His five-account framework — checking, emergency, investment, opportunity, tax — is the system he wants in place before the first check arrives. The tax account alone, funded at 20 to 25 percent of every incoming payment, solves the most common crisis: the athlete who spent the money and then can't pay the bill in April. The investment account, funded at 20 percent, is where compounding starts. The opportunity account, at 5 percent, stays liquid for the thing you didn't see coming.
I had two kids in mind listening to this section. Carlton had NIL athletes in mind. The lesson is the same regardless of income level: the account structure you build before the money arrives determines what's left after you've lived with it for a year.

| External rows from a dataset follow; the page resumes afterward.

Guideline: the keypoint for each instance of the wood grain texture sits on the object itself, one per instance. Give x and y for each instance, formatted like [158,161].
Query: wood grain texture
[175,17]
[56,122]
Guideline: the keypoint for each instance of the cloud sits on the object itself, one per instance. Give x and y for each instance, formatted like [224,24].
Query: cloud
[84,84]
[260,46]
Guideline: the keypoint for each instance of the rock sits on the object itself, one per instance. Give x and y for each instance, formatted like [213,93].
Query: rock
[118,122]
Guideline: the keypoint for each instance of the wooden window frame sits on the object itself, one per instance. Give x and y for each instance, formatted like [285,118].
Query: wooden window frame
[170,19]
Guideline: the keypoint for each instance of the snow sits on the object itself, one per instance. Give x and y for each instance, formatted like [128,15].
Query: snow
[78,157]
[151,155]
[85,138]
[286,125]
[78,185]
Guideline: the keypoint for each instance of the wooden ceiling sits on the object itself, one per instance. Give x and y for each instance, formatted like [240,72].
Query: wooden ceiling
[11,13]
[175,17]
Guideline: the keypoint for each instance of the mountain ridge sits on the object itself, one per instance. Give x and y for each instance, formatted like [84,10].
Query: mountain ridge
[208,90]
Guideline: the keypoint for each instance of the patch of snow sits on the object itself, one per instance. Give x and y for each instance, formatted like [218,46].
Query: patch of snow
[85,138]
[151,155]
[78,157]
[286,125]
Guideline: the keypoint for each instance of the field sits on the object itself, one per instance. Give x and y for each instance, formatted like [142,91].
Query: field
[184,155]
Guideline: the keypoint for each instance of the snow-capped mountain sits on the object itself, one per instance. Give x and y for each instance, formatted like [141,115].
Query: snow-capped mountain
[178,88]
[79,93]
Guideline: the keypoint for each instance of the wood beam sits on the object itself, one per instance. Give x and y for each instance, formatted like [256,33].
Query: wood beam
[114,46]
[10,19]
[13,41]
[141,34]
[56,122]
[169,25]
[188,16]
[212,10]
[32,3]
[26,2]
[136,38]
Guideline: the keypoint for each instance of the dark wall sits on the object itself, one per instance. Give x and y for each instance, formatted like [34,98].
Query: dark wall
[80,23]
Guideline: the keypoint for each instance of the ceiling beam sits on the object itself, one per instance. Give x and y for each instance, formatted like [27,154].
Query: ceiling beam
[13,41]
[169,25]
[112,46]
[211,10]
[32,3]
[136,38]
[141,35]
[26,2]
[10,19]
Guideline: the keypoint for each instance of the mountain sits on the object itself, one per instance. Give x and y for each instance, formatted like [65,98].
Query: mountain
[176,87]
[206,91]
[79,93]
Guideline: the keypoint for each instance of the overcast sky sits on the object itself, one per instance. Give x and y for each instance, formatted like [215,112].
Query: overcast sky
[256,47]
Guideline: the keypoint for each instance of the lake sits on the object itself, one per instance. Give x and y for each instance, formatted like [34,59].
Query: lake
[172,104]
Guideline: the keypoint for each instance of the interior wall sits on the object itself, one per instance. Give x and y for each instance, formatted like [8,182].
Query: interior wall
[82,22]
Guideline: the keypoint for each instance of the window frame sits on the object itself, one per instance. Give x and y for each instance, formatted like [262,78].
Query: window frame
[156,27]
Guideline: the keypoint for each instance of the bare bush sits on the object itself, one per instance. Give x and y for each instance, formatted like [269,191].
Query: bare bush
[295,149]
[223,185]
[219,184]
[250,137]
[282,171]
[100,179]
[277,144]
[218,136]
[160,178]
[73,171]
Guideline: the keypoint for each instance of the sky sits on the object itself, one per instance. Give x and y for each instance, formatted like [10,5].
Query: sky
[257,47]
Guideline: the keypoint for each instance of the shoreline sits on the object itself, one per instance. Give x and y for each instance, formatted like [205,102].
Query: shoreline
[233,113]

What I'd actually do, if I were starting over
Three things — in the order they matter:
- Put a tax strategist, not just a tax preparer, on the team before the first check clears. There's a difference, and most people don't know there is one until they've wasted several years with a preparer who fills out forms correctly but never asks what your income looks like next year. A strategist is planning December's moves in February. A preparer is recording what already happened. I sat with the wrong kind of advisor for longer than I should have early in my career, not because I didn't have advisors — I had several — but because I didn't know what question to ask to find out which kind they were. The question is simple: "What are we doing before December 31st to change next year's number?" If they don't have an immediate answer, find someone who does.
- Learn the three levers — depreciation, entity structure, and timing — well enough to ask about them by name. You don't need to understand the full tax code. You need to understand that bonus depreciation and Section 179 can accelerate deductions into your highest-earning years, that an S-corp election can reduce self-employment taxes meaningfully, and that when you take a salary matters for the QBI deduction. Not because you're doing the work yourself. Because the moment you can ask the question in the right vocabulary, the advisor across the table knows they're dealing with someone who will notice if they do the lazy version of the job. Carlton put it sharper than I would have: "The moment you stop outsourcing your understanding is the moment you take your power back."
- Build the investment account during the playing years, not after. I talk to a lot of retired athletes who are starting to build wealth in their late 30s or early 40s because they weren't ready to think about it while they were playing. I understand the logic — you're focused, you're competing, you have everything in front of you. But the compounding math does not care about your focus. The ten years between ages 23 and 33, invested correctly, are worth more than the twenty years between 43 and 63. This is not a close calculation. The athletes who start during the playing years, even imperfectly, finish with a different life than the ones who wait until they have more time.
Carlton closed by saying something I think about my own transition. When you stop playing, you spend a period re-identifying who you are — separate from the sport, separate from the contract, separate from the number on the back of the jersey. The athletes who made it through that transition the cleanest are the ones who had been building an identity outside the sport while they were still inside it. Not because they loved football less. Because they understood it was a window, not a lifetime.
The tax code is a window too. It opens every January 1st and closes every December 31st. What you do inside it determines how much of your money you keep.
Most people don't realize the window is closing until it already has.